---
output: html_document
bibliography: ref.bib
---
# Interactive data exploration {#interactive-sharing}
## Motivation
Exploratory data analysis (EDA) and visualization are crucial for many aspects of data analysis such as quality control, hypothesis generation and contextual result interpretation.
Single-cell 'omics datasets generated with modern high-throughput technologies are no exception, especially given their increasing size and complexity.
The need for flexible and interactive platforms to explore those data from various perspectives has contributed to the increasing popularity of graphical user interfaces (GUIs) for interactive visualization.
In this chapter, we illustrate how the Bioconductor package *[iSEE](https://bioconductor.org/packages/3.16/iSEE)* can be used to perform some common exploratory tasks during single-cell analysis workflows.
We note that these are examples only; in practice, EDA is often context-dependent and driven by distinct motivations and hypotheses for every new data set.
To this end, `iSEE` provides a flexible framework that is immediately compatible with a wide range of genomics data modalities and can be easily customized to focus on key aspects of individual data sets.

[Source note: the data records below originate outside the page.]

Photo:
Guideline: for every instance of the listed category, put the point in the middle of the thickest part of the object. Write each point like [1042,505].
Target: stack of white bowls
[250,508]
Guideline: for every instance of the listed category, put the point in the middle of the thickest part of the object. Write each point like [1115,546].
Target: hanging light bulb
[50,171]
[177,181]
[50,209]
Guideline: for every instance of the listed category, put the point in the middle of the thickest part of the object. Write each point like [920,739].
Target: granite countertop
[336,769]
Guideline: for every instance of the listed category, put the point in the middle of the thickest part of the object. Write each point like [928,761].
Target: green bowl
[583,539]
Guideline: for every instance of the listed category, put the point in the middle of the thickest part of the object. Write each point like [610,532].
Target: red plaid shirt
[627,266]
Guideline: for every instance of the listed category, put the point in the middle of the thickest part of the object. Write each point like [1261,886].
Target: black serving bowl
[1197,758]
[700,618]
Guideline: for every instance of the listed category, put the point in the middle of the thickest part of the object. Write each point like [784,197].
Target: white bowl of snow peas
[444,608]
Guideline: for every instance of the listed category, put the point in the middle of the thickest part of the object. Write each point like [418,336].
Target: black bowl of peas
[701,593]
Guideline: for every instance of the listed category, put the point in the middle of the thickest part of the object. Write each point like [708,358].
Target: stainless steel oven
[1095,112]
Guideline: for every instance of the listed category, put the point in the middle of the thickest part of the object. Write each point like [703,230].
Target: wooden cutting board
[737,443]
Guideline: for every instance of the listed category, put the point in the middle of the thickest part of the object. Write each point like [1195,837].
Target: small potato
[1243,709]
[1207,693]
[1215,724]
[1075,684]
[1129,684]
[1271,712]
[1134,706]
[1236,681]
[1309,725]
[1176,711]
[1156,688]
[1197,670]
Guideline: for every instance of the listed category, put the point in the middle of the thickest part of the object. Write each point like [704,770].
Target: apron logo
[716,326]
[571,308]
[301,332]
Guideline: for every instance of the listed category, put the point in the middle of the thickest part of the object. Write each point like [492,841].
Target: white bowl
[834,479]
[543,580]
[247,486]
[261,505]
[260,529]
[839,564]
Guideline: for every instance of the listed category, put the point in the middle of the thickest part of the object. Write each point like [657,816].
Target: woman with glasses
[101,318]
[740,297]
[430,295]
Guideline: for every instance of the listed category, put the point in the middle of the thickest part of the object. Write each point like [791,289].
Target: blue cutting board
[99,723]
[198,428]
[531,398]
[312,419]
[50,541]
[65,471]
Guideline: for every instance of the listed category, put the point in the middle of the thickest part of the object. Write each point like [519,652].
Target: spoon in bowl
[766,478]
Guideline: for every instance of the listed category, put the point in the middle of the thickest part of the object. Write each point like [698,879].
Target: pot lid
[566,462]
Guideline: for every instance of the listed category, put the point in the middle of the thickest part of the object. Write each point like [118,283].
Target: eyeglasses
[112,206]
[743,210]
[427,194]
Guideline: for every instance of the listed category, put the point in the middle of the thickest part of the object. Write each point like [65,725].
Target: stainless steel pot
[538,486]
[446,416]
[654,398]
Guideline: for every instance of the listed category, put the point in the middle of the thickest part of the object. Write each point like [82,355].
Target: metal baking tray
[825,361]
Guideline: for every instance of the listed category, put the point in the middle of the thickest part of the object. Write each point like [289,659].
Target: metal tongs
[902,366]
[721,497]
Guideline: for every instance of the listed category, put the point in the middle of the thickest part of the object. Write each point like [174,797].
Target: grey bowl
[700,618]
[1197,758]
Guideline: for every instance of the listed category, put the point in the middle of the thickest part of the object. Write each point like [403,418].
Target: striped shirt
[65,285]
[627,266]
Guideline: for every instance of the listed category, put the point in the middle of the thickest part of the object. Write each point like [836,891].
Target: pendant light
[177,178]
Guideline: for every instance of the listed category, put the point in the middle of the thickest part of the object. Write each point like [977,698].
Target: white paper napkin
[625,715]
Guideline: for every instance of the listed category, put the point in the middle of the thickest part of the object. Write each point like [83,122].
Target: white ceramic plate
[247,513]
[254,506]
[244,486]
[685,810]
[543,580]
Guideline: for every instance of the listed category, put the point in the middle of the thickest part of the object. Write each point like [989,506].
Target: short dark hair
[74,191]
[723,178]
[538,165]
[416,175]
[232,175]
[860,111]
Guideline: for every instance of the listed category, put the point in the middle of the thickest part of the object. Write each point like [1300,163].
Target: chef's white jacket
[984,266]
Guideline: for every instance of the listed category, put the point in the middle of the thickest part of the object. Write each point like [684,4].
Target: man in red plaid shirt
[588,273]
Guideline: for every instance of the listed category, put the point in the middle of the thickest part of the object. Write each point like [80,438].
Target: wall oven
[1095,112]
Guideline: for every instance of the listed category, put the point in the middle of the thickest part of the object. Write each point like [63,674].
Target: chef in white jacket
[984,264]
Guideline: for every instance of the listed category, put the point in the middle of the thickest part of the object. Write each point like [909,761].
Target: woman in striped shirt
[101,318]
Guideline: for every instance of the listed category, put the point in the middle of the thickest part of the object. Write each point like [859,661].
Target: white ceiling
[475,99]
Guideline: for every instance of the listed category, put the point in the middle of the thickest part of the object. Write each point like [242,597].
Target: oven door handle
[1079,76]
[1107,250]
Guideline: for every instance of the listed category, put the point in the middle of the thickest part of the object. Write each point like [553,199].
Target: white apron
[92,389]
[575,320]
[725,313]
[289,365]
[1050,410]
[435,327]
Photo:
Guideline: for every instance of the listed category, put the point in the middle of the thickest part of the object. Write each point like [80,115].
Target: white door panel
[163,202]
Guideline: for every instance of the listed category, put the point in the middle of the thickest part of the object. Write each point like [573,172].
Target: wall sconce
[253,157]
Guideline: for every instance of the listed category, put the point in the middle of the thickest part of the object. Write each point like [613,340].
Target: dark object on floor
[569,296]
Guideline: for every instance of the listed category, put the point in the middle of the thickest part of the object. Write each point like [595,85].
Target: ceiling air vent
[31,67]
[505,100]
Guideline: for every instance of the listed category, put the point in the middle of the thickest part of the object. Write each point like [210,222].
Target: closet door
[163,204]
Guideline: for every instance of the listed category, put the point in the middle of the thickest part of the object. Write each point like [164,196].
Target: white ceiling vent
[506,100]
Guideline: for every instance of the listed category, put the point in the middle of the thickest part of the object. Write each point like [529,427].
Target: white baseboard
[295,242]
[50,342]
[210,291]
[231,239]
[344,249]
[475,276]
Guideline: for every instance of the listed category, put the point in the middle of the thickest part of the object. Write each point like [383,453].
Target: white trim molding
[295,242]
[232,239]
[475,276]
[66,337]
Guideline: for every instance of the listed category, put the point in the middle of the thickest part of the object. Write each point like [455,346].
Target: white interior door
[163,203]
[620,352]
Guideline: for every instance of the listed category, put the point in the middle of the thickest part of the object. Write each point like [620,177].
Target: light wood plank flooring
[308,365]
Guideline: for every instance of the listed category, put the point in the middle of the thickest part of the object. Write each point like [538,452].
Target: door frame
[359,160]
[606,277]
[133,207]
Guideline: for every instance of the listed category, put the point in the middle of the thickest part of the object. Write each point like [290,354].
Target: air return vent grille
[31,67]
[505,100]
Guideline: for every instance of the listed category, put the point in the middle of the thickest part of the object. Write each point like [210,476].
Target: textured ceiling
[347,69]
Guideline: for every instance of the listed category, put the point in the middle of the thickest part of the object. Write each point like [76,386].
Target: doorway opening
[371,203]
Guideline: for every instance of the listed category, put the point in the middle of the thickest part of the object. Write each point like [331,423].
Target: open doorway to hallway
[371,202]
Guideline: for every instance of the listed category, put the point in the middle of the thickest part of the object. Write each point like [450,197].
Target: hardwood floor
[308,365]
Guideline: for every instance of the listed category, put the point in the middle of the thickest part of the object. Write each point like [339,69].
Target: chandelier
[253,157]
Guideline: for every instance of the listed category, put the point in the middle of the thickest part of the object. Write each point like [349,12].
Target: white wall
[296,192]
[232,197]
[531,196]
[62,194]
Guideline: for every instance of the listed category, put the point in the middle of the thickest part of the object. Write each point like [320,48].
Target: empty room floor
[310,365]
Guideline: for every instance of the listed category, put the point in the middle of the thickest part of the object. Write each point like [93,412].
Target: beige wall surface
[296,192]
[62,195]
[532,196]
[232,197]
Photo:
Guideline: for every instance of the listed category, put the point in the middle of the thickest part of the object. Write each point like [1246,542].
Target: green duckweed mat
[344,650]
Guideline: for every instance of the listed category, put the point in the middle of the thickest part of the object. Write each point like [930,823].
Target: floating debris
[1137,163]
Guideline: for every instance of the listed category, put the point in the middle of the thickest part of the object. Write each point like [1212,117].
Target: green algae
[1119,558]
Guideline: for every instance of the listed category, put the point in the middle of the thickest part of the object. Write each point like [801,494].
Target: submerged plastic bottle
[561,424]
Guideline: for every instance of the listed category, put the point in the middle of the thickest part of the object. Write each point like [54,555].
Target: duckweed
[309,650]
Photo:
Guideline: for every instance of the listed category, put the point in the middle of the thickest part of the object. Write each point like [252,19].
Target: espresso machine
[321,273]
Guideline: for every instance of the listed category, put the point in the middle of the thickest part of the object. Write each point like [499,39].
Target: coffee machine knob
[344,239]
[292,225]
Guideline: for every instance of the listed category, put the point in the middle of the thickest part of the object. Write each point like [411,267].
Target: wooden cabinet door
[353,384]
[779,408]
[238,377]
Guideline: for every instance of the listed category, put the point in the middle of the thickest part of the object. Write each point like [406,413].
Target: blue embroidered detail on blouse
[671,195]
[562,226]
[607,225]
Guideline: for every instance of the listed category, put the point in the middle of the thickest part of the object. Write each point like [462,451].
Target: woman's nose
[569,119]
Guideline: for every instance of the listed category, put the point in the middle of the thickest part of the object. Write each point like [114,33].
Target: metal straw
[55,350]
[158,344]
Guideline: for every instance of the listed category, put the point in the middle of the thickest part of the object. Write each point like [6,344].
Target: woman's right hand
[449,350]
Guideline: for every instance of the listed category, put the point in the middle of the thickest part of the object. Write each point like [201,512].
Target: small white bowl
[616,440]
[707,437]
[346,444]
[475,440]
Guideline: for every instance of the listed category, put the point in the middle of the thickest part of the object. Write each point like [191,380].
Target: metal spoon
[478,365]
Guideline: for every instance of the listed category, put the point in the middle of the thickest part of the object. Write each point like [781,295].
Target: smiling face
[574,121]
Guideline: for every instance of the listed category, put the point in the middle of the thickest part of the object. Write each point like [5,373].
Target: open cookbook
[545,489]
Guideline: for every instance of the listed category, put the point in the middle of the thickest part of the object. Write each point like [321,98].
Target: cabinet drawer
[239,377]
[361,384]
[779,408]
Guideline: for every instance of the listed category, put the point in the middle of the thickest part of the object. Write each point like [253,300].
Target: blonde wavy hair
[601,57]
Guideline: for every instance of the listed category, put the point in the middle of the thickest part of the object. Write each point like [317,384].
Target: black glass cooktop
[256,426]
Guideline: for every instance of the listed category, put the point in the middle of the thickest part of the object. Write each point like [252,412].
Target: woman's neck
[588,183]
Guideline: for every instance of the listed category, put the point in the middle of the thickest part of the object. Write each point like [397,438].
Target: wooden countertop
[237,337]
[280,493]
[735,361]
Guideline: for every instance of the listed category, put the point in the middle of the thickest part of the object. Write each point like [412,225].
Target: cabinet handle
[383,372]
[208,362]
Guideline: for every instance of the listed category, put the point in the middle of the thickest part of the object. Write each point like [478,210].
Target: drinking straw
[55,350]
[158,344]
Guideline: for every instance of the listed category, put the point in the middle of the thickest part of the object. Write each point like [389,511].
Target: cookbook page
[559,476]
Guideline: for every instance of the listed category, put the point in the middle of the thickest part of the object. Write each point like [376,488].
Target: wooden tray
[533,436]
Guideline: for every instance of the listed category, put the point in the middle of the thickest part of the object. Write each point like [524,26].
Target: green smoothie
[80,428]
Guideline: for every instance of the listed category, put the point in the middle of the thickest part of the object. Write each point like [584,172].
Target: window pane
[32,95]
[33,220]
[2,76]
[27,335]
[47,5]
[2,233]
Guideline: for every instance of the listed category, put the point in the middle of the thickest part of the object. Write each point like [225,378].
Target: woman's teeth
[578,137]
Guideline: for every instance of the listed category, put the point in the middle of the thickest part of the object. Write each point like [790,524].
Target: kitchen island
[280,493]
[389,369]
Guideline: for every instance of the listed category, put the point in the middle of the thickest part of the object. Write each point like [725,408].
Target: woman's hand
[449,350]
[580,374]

## Quick start {#interactive-quickstart}
An instance of an interactive `iSEE` application can be launched with any data set that is stored in an object of the `SummarizedExperiment` class (or any class that extends it, e.g., `SingleCellExperiment`, `DESeqDataSet`, `MethylSet`).
In its simplest form, this is done simply by calling `iSEE(sce)` with the `sce` data object as the sole argument, as demonstrated here with the 10X PBMC dataset (Figure \@ref(fig:iSEE-default)).
(\#fig:iSEE-default)Screenshot of the _iSEE_ application with its default initialization.
The default interface contains up to eight built-in panels, each displaying a particular aspect of the data set.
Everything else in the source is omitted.